Indonesia was the ASEAN chair during the Thailand-Cambodia border conflict. Being an overwhelmingly Muslim nation, it is now closely watching the Rohingya situation.

But Retno's frequent media updates to domestic news outlets following the Myanmar coup appear to be staged. Joko "should be motivated enough to get actively involved in the Myanmar problem in a bid to eliminate an image that his administration is growing authoritarian," said Ken Miichi, professor at the Graduate School of Asia-Pacific Studies of Waseda University.

His administration has taken a hardline against opposition forces such as radical Muslims. The coup in Myanmar is a good opportunity for the president to fend off criticism that Indonesia is "backing down from democracy ... and returning to the Suharto era," according to Miichi.

But public reaction to the administration's stance is a different matter.

"For the Indonesian public, there is very little sympathy with Suu Kyi... Many in Indonesia believe that in order to stay in power, Suu Kyi allowed the Tatmadaw [Myanmar military] to persecute the Rohingya," said Rizal Sukma, senior research fellow of the Indonesian Center for Strategic and International Studies.

Joko has been forced into a corner in coping with the pandemic, said Bachitar Alam, representative of Indonesian think tank Asiaconsult Associates, adding that the biggest task for the president is to halt the spread of Covid-19 infections and revive the economy. Myanmar is not a high-priority issue for Joko, Alam said.

While Joko may want to use the Myanmar crisis to score political points, one misstep and he could face a major backlash.

The U.S., Europe, and Japan are trying to formulate strategies to protect their economic interests in Myanmar while keeping China at bay. Indonesian is in the same situation.

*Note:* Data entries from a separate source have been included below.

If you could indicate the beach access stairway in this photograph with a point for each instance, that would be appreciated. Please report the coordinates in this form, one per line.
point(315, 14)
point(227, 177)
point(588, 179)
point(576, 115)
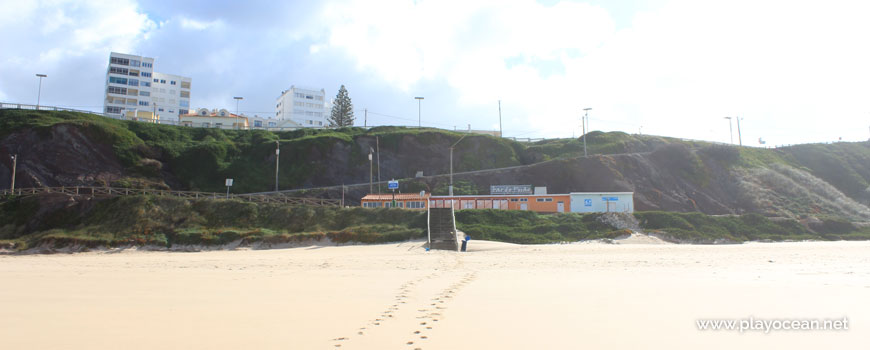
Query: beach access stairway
point(442, 229)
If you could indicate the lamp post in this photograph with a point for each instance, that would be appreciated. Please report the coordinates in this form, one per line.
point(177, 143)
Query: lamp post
point(585, 125)
point(237, 98)
point(450, 188)
point(277, 156)
point(14, 166)
point(419, 109)
point(730, 129)
point(371, 171)
point(39, 92)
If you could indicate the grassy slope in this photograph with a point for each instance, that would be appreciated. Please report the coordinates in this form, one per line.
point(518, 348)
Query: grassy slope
point(166, 221)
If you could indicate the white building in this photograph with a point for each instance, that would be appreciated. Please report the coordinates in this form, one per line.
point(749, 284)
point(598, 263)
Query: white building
point(602, 202)
point(128, 83)
point(306, 107)
point(170, 95)
point(133, 88)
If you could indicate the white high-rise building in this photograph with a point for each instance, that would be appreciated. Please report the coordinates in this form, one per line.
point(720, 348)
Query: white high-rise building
point(128, 83)
point(134, 89)
point(170, 95)
point(306, 107)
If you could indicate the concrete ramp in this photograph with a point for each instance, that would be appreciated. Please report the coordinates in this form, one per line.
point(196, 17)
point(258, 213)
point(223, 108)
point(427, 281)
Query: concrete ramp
point(442, 229)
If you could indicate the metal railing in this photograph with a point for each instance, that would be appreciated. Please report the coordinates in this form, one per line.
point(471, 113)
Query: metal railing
point(113, 191)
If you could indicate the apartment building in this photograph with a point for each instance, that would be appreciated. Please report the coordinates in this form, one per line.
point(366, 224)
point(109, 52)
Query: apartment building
point(170, 95)
point(128, 83)
point(303, 106)
point(134, 89)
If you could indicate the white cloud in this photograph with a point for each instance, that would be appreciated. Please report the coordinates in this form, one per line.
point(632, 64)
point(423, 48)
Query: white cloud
point(188, 23)
point(677, 69)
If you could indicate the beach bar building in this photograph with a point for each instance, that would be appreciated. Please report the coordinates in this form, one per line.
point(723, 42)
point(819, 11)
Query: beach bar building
point(403, 200)
point(602, 202)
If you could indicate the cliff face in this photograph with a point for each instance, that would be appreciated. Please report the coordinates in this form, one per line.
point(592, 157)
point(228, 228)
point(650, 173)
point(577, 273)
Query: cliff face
point(69, 149)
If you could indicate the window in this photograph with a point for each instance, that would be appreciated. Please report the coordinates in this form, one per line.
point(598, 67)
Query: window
point(121, 61)
point(116, 90)
point(122, 81)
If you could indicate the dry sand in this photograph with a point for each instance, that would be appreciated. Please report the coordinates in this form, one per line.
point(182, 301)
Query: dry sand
point(397, 296)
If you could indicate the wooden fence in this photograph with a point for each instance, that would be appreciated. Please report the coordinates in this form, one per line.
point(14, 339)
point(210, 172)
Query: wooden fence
point(112, 191)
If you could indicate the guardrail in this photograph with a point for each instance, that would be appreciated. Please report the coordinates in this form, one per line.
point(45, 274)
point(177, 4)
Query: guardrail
point(112, 191)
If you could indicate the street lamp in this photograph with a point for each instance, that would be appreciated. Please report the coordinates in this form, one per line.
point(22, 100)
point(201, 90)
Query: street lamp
point(585, 125)
point(450, 188)
point(730, 129)
point(277, 156)
point(237, 98)
point(371, 170)
point(419, 103)
point(14, 165)
point(39, 92)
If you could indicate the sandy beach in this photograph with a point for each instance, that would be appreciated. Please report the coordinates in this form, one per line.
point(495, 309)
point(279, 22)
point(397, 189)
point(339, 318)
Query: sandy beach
point(638, 294)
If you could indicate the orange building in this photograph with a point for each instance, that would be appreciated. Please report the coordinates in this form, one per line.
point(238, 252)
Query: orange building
point(403, 200)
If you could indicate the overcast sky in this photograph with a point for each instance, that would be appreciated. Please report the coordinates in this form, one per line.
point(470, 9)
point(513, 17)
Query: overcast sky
point(796, 71)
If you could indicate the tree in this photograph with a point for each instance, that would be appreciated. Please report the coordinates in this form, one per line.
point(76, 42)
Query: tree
point(342, 109)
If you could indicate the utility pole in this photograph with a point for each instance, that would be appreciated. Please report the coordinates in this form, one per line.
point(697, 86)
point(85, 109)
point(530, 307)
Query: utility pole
point(585, 124)
point(39, 92)
point(277, 157)
point(378, 154)
point(237, 98)
point(500, 131)
point(14, 166)
point(419, 103)
point(450, 188)
point(730, 129)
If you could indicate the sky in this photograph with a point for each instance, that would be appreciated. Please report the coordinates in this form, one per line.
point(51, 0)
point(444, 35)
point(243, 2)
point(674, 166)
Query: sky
point(794, 71)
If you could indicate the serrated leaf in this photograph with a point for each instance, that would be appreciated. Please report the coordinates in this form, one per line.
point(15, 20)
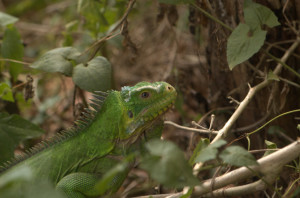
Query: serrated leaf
point(95, 76)
point(13, 130)
point(242, 44)
point(270, 145)
point(166, 164)
point(256, 15)
point(58, 60)
point(6, 19)
point(210, 152)
point(12, 48)
point(272, 76)
point(174, 2)
point(237, 156)
point(6, 92)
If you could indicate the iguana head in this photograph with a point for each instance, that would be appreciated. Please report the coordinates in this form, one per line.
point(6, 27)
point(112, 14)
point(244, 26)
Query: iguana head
point(144, 103)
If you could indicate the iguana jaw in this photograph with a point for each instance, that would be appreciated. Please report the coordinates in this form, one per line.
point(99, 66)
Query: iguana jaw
point(146, 111)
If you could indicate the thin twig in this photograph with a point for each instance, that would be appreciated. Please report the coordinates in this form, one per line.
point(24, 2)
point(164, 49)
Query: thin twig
point(201, 131)
point(112, 33)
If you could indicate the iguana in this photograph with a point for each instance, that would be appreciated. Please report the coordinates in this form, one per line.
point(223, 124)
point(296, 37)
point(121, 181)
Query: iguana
point(76, 159)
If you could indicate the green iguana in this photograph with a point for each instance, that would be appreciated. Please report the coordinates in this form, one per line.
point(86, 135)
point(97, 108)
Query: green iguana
point(76, 159)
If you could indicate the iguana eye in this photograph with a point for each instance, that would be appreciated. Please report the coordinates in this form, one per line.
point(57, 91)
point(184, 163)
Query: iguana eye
point(145, 94)
point(130, 114)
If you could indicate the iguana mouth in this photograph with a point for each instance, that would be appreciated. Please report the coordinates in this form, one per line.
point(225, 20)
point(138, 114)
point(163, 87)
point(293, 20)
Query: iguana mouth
point(158, 108)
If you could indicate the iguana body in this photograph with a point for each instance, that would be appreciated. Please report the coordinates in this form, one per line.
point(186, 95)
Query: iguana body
point(76, 160)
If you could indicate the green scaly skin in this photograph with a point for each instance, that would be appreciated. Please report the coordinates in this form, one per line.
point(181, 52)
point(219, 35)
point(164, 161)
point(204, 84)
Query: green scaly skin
point(126, 119)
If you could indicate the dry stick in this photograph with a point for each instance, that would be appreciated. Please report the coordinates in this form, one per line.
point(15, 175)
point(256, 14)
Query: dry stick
point(252, 91)
point(111, 34)
point(267, 165)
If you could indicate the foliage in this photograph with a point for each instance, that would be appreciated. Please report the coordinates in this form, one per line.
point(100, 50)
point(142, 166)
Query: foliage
point(20, 184)
point(246, 39)
point(13, 130)
point(165, 163)
point(73, 54)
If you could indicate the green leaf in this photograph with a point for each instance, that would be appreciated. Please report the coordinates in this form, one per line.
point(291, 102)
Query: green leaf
point(166, 164)
point(270, 145)
point(256, 15)
point(95, 76)
point(174, 2)
point(210, 152)
point(242, 44)
point(6, 92)
point(20, 183)
point(13, 130)
point(6, 19)
point(237, 156)
point(109, 179)
point(58, 60)
point(272, 76)
point(12, 48)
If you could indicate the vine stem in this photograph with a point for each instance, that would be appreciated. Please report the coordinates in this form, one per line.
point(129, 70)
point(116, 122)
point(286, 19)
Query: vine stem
point(212, 17)
point(251, 93)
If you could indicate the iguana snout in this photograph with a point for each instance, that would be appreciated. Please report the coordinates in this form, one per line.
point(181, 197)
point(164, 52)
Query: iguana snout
point(144, 103)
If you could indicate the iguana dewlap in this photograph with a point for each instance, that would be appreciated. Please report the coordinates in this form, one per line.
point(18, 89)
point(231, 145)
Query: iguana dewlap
point(76, 159)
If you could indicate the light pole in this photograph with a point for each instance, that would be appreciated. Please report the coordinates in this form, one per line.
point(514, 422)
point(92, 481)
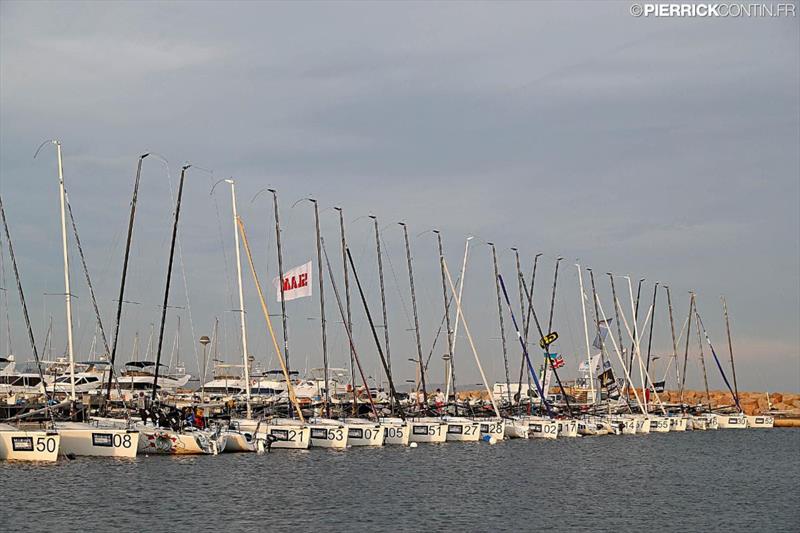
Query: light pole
point(205, 341)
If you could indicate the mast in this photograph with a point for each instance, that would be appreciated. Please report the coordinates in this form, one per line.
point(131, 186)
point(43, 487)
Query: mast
point(169, 279)
point(265, 311)
point(349, 318)
point(67, 293)
point(471, 343)
point(452, 378)
point(448, 361)
point(730, 346)
point(652, 323)
point(547, 346)
point(280, 273)
point(125, 260)
point(526, 318)
point(500, 317)
point(686, 350)
point(549, 328)
point(525, 355)
point(383, 294)
point(245, 354)
point(702, 359)
point(586, 331)
point(22, 298)
point(674, 340)
point(595, 302)
point(416, 316)
point(322, 310)
point(635, 336)
point(384, 360)
point(349, 333)
point(616, 312)
point(635, 321)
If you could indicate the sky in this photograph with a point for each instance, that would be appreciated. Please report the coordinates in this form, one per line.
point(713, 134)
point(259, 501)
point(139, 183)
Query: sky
point(655, 148)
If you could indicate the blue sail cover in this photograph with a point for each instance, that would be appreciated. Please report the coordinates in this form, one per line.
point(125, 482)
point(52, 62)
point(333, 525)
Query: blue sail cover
point(525, 349)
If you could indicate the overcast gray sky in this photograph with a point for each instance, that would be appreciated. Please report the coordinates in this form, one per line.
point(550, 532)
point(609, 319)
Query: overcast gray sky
point(665, 149)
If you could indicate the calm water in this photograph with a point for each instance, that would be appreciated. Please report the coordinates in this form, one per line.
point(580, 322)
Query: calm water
point(697, 481)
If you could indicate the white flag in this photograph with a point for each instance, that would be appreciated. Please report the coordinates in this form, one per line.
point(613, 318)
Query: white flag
point(296, 283)
point(595, 365)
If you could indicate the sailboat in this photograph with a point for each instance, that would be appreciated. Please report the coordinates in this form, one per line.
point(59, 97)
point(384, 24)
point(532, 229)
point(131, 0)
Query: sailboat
point(17, 444)
point(80, 438)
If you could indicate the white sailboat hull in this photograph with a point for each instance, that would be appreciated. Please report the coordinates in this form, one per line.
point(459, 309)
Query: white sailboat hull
point(396, 432)
point(732, 421)
point(327, 435)
point(627, 424)
point(462, 430)
point(162, 441)
point(542, 428)
point(364, 434)
point(659, 424)
point(760, 422)
point(517, 429)
point(567, 428)
point(94, 441)
point(642, 426)
point(678, 423)
point(493, 428)
point(21, 445)
point(295, 437)
point(698, 423)
point(427, 431)
point(238, 442)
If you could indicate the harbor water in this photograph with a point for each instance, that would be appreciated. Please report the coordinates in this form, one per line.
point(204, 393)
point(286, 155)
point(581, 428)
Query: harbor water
point(724, 480)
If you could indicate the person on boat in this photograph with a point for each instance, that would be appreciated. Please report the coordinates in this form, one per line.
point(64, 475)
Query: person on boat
point(438, 400)
point(142, 404)
point(199, 422)
point(188, 416)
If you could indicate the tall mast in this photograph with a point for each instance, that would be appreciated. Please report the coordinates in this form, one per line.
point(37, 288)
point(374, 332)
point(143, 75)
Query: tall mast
point(686, 350)
point(531, 370)
point(730, 346)
point(548, 360)
point(702, 359)
point(383, 295)
point(243, 322)
point(343, 315)
point(526, 318)
point(22, 298)
point(322, 310)
point(449, 358)
point(550, 327)
point(652, 323)
point(169, 279)
point(265, 311)
point(280, 274)
point(635, 321)
point(674, 339)
point(384, 360)
point(635, 336)
point(616, 311)
point(586, 331)
point(67, 293)
point(452, 379)
point(349, 319)
point(502, 324)
point(416, 316)
point(125, 260)
point(602, 342)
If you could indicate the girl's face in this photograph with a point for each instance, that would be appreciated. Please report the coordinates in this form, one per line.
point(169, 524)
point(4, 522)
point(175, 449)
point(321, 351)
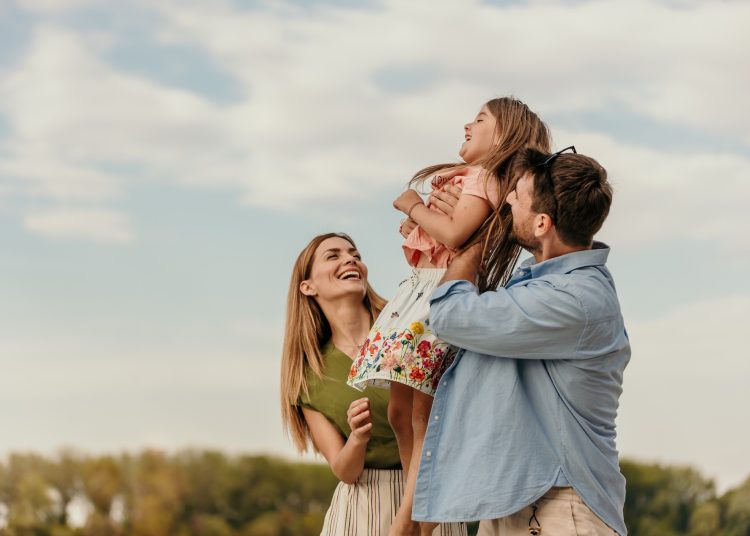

Joko, a furniture maker-turned politician, became president after serving in local governments. He once admitted that he is not good at diplomacy -- since assuming office in 2014, he has absented himself from the U.N. General Assembly held every September. He delivered his first speech to the body last year through a prerecorded video streamed online.

But the crisis in Myanmar is an ASEAN crisis. As a major power in the region, Joko needs to step up and assume the main role to promote cooperation and achieve a diplomatic breakthrough.